The Current State of Hollywood
Author: AF Duncan
August 21st, 2006
If you’ve been following this summer’s box office circus, you’ll want to check out two highly pertinent NYT articles from today.
The first covers changing attitudes in Hollywood towards modern production beliefs and practices:
Despite a domestic box-office surge after years of declining attendance, 2006 is shaping up to be a time of Hollywood discontent. Studio executives have waged war on actor salaries, as high-profile projects with stars like Jim Carrey have been put off. Movie production deals, like the one Tom Cruise has at Paramount, are being renegotiated. Studios are also making fewer big-budget movies.
But while Hollywood has undergone periodic shifts like this before, many people here agree that there is something different this time, a permanence to Hollywood’s new austerity plan. Executives are facing too many unknowns, among them, changing moviegoer habits, rising costs and the threat of piracy.
“In this Wall Street and corporate world, the discussion has become: What is the proven, unique selling property of this product?” said Warren Beatty, the actor, who is upbeat about the industry’s prospects.
But he, too, agreed the industry was in transition. “The problem is you can’t sell entertainment the way you sell cars or air-conditioners,’’ he said. “Entertainment is dependent, to some extent, on surprise.”

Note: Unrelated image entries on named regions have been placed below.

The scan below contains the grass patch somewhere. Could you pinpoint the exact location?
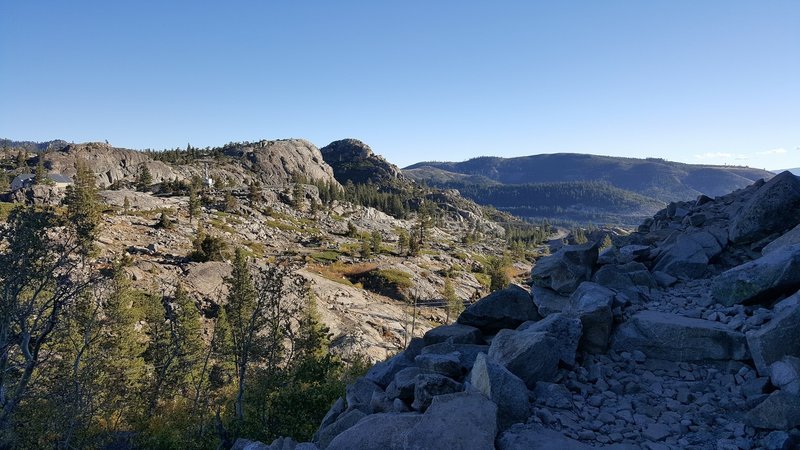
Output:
[0,202,21,220]
[311,250,342,264]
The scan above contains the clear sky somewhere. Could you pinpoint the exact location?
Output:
[0,0,800,169]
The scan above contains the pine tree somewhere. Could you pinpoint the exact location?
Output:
[225,248,258,421]
[397,230,409,255]
[16,150,28,170]
[33,155,53,186]
[189,183,201,223]
[64,160,102,253]
[136,163,153,192]
[370,230,382,254]
[442,277,464,323]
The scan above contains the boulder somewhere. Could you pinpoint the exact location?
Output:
[533,381,575,409]
[711,244,800,306]
[612,311,750,361]
[531,285,569,317]
[762,431,795,450]
[422,323,483,345]
[744,391,800,430]
[386,367,429,400]
[458,284,541,334]
[653,233,719,279]
[728,171,800,243]
[364,352,414,388]
[422,342,489,373]
[489,330,559,389]
[414,352,463,378]
[769,356,800,396]
[410,392,497,450]
[531,243,598,295]
[761,225,800,255]
[327,413,422,450]
[469,353,531,431]
[517,314,583,366]
[345,378,383,414]
[319,397,347,436]
[570,281,614,353]
[747,292,800,376]
[411,373,464,411]
[318,409,367,449]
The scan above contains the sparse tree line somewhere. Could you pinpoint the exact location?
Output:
[0,167,368,448]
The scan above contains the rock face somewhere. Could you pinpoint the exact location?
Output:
[531,243,598,295]
[747,292,800,376]
[489,329,559,388]
[745,391,800,430]
[46,142,177,187]
[569,281,614,353]
[613,311,749,361]
[253,175,800,450]
[712,244,800,306]
[458,285,541,334]
[470,353,531,430]
[238,139,336,185]
[729,171,800,242]
[321,139,403,184]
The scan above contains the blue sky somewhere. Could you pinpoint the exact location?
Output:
[0,0,800,169]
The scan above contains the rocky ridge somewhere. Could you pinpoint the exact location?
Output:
[241,172,800,450]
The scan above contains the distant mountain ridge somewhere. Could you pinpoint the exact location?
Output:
[403,153,774,202]
[403,153,775,225]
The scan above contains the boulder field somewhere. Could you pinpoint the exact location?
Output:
[239,172,800,450]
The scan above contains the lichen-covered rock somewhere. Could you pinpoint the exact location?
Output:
[489,330,559,389]
[612,311,750,361]
[458,284,541,334]
[729,171,800,243]
[569,281,615,353]
[469,353,531,431]
[531,243,598,295]
[745,391,800,430]
[711,244,800,306]
[405,392,497,450]
[747,292,800,376]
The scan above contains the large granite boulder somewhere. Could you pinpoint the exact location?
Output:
[747,292,800,376]
[531,243,598,295]
[458,284,541,334]
[327,413,423,450]
[469,353,531,431]
[422,323,483,345]
[517,313,583,366]
[744,391,800,430]
[653,231,722,279]
[569,281,615,353]
[728,171,800,243]
[317,409,367,449]
[406,392,497,450]
[612,311,750,361]
[761,225,800,255]
[531,285,569,317]
[711,244,800,306]
[411,373,464,411]
[769,356,800,395]
[489,330,559,389]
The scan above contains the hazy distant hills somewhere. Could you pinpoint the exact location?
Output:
[403,153,774,224]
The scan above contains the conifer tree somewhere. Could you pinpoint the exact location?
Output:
[442,276,464,323]
[189,183,200,223]
[136,164,153,192]
[64,160,101,252]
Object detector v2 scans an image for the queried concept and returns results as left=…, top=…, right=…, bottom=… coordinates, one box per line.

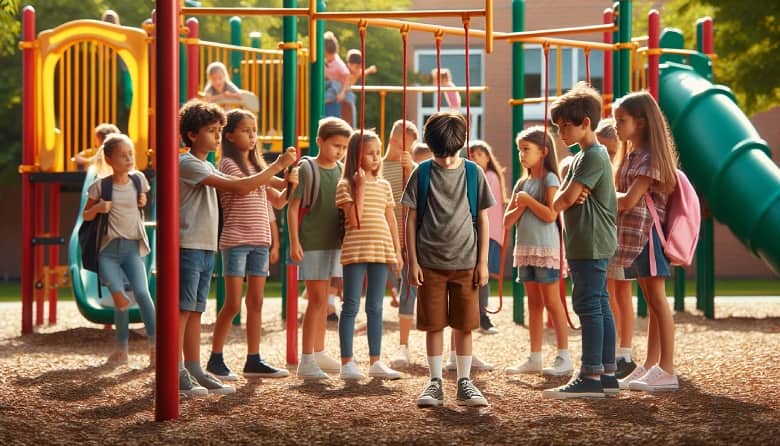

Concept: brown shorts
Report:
left=417, top=268, right=479, bottom=331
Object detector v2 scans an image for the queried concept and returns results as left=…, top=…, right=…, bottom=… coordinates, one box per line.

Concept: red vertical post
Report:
left=602, top=8, right=615, bottom=116
left=21, top=6, right=35, bottom=334
left=187, top=17, right=200, bottom=100
left=154, top=0, right=179, bottom=421
left=647, top=9, right=661, bottom=101
left=46, top=183, right=60, bottom=324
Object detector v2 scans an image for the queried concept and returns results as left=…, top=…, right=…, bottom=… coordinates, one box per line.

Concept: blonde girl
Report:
left=504, top=127, right=573, bottom=376
left=336, top=130, right=402, bottom=380
left=613, top=92, right=679, bottom=391
left=206, top=109, right=289, bottom=381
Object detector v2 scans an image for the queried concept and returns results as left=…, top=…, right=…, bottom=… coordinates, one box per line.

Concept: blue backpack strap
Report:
left=464, top=160, right=479, bottom=226
left=417, top=160, right=433, bottom=229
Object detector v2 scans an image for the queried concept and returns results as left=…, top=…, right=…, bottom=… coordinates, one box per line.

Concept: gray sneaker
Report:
left=417, top=378, right=444, bottom=407
left=196, top=372, right=236, bottom=395
left=179, top=369, right=209, bottom=396
left=456, top=378, right=488, bottom=406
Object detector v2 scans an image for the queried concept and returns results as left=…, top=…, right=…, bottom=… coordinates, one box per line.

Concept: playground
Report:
left=6, top=0, right=780, bottom=444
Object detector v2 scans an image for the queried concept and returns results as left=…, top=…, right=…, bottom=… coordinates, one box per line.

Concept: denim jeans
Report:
left=569, top=259, right=617, bottom=375
left=339, top=263, right=387, bottom=358
left=98, top=239, right=154, bottom=350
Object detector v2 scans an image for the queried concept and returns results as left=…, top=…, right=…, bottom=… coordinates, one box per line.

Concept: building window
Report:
left=414, top=48, right=485, bottom=139
left=524, top=45, right=604, bottom=120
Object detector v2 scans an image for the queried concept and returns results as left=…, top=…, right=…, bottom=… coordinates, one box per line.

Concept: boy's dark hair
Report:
left=323, top=31, right=339, bottom=54
left=95, top=122, right=122, bottom=141
left=550, top=82, right=601, bottom=130
left=179, top=99, right=225, bottom=148
left=423, top=111, right=467, bottom=158
left=317, top=116, right=352, bottom=141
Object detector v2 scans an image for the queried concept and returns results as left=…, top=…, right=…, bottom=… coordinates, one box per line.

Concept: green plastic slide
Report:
left=659, top=63, right=780, bottom=274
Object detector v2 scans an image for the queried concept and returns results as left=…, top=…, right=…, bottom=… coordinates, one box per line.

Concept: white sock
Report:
left=456, top=355, right=471, bottom=381
left=428, top=355, right=441, bottom=379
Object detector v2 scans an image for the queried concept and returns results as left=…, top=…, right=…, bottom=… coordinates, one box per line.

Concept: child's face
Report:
left=517, top=139, right=547, bottom=169
left=225, top=118, right=257, bottom=152
left=189, top=122, right=222, bottom=152
left=317, top=135, right=349, bottom=163
left=104, top=143, right=135, bottom=174
left=360, top=141, right=382, bottom=174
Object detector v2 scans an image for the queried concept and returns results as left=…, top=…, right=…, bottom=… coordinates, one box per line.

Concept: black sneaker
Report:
left=417, top=378, right=444, bottom=407
left=615, top=358, right=636, bottom=379
left=542, top=375, right=604, bottom=400
left=206, top=353, right=238, bottom=381
left=600, top=375, right=620, bottom=396
left=244, top=355, right=290, bottom=378
left=457, top=378, right=488, bottom=406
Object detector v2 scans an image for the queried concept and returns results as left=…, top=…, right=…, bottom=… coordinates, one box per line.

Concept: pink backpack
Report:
left=645, top=169, right=701, bottom=276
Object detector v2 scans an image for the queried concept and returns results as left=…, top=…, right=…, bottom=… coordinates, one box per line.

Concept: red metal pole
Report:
left=602, top=8, right=615, bottom=116
left=46, top=183, right=60, bottom=324
left=187, top=17, right=200, bottom=99
left=155, top=0, right=179, bottom=421
left=22, top=6, right=35, bottom=334
left=647, top=9, right=661, bottom=101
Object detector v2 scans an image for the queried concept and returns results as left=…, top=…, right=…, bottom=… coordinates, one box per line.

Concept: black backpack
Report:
left=79, top=174, right=143, bottom=282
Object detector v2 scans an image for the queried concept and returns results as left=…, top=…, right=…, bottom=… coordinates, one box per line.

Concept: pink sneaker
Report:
left=628, top=365, right=680, bottom=392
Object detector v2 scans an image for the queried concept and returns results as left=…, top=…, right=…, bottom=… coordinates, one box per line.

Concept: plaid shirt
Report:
left=612, top=149, right=669, bottom=268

The second looks at the much ballyhooed “failure” of Snakes on a Plane and the summer box office in general:
“We see that Internet interest in a movie doesn’t necessarily translate to good box office,” said Paul Dergarabedian, president of Exhibitor Relations, a company that tracks the box office. “To some, the marketing was more exciting than the movie. Everyone was talking about the movie. But you have to convert that talk into moviegoing, otherwise it’s just talk.”